Раздосадованный и чувствующий себя немного униженным Николай Иванович молча поклонился и покинул кабинет президиума. По пути к выходу обратил внимание, что в зрительском зале половина мест уже пустовала. По дворцу культуры расплывалась вечерняя тишина. В дверях дворца Брагин резко остановился, словно вспомнил что-то очень важное - в вестибюле за небольшим журнальным столом пили кофе и что-то громко обсуждали две девушки, с самого утра занимавшиеся регистрацией участников - Николай Иванович обратился к ним:
- Девушки, извините, пожалуйста, за вторжение в вашу беседу. Скажите, а списки зарегистрированных участников конкурса в настоящий момент у вас?
- Да, да вот они, - девушки показали Брагину заполненные бланки.
- Меня интересует последний участник конкурса – по фамилии Назаров…Вот имя и отчество запамятовал, старость…
- Да, был такой. А что нужно?
- Его номер телефона хотелось бы.
- Назаров Евгений Максимыч… Телефона у него нет… - читая бланк, проговорила одна из девушек с толстой русой косой. – И домашнего адреса нет. Написано, что проживает на западных дачах.
- Ого-го! – воскликнул Брагин. – Туда ехать полдня. И где он проживает на этих дачах, не написано?
- К сожалению, это всё…
- Не густо.
- Да там можно у сторожей на дачной вахте спросить, они всех хозяев участков знают. Раньше там строго было, - предложила вторая девушка.
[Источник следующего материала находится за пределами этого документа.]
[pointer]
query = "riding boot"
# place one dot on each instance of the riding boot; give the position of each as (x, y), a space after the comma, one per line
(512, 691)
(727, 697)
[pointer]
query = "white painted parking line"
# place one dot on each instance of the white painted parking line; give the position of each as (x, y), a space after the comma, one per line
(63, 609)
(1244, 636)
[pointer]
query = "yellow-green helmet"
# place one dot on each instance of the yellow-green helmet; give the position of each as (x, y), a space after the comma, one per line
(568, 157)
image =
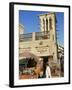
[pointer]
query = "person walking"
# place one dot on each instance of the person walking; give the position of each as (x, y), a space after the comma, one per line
(48, 71)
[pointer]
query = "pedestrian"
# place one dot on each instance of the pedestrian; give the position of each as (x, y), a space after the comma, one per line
(48, 71)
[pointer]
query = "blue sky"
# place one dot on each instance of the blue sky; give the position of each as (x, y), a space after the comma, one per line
(31, 22)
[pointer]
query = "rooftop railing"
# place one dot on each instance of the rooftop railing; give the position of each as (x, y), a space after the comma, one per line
(37, 36)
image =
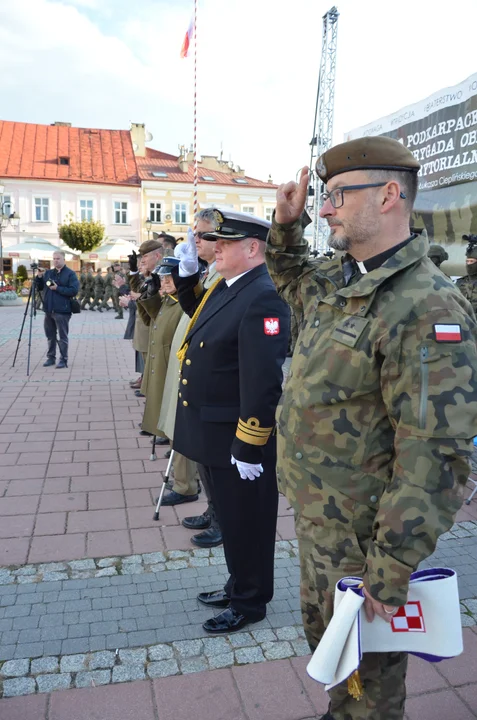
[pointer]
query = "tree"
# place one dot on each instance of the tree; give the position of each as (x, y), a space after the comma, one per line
(85, 235)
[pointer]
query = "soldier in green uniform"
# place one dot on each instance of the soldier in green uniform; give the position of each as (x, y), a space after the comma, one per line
(437, 254)
(468, 284)
(376, 421)
(98, 291)
(88, 296)
(108, 289)
(117, 271)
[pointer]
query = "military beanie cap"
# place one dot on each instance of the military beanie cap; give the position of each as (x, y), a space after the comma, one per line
(438, 252)
(369, 153)
(149, 246)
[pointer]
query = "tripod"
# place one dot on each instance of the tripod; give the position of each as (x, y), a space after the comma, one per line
(31, 304)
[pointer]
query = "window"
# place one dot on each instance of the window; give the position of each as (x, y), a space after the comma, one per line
(86, 209)
(7, 206)
(180, 213)
(268, 214)
(42, 210)
(155, 212)
(120, 212)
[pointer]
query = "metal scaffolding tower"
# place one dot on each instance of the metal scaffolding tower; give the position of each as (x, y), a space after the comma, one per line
(323, 126)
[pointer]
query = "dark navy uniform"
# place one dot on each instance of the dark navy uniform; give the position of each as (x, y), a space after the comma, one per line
(230, 384)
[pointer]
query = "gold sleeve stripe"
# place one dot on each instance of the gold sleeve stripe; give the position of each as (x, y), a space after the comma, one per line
(250, 432)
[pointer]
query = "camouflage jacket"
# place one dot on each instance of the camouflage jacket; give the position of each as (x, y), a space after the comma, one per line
(98, 283)
(468, 287)
(376, 419)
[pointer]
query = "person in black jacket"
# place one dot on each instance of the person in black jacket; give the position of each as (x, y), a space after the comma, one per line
(229, 387)
(60, 284)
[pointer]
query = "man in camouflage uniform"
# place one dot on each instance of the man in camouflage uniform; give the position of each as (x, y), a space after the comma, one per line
(376, 421)
(108, 289)
(437, 254)
(468, 284)
(117, 271)
(98, 291)
(88, 289)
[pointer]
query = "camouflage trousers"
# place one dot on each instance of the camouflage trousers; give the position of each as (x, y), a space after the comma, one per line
(325, 557)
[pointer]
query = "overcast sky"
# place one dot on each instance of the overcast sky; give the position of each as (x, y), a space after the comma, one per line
(105, 63)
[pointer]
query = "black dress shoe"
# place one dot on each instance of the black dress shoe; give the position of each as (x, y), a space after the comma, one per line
(209, 538)
(174, 498)
(197, 522)
(217, 598)
(228, 621)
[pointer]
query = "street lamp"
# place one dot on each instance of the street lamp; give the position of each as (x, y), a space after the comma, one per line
(148, 225)
(12, 219)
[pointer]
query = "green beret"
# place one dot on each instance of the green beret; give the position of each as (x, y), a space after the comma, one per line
(370, 153)
(437, 251)
(149, 246)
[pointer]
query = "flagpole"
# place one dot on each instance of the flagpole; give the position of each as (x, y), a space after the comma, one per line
(196, 178)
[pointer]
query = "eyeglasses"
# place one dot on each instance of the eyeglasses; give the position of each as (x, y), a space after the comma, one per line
(336, 197)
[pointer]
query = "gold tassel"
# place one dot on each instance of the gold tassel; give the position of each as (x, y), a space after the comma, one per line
(355, 686)
(182, 352)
Брагин поблагодарил и вышел на высокие ступени дворца. «Евгений Максимович… Почему на дачах? С женой, наверное, разбежался… Или детям квартиру оставил… Нет, определено, я найду его. Такой талант должен быть на виду и обязан дарить своё творчество людям», - подумал Николай Иванович, с сомнением допуская, что после унижения на сцене дворца культуры Назаров может и не захотеть общаться с представителем необъективного жюри.
*
Девушка регистратор, подсказавшая алгоритм поиска места проживания Назарова, оказалась права. Престарелый охранник в сторожевом домике на вахте внимательно изучил паспорт Брагина, потом долго водил указательным пальцем по спискам хозяев дачных участков, наконец, взялся руками за голову и сказал:
- Фу, ты, забыл совсем. Это вы, наверное, ишете того, лысого, што из Рубежного. Если бы сказали Лысый, я бы сразу понял. Он у нас олигарх – сразу три пустуюших участка обрабатывает. Но он не хозяин на них. Живёт в сестринском домике, што на двадцать восьмом участке стоит, а за пустуюшими соседскими приглядывает. Вообше он там на птичьих правах – сестра померла, домик пустовал. Ну, не на улице же жить человеку. Тем более, што он в некотором смысле наследник. Племянник-то, сын сестры, всё равно на Украине, и сюда вряд ли вернётся. Кто его вернёт? Шас с этим строго. Может, после войны когда-нибудь и надумает. Но когда та война закончится? И чем закончится? И нужна племяннику эта дача? Они шас привыкли всё готовенькое в супермаркетах покупать, а так, штоб вырастить своими руками – кумеки не хватает. Это только мы, люди нашего поколения. Вы какого года?
- Я? – удивился Брагин. – Пятьдесят пятого.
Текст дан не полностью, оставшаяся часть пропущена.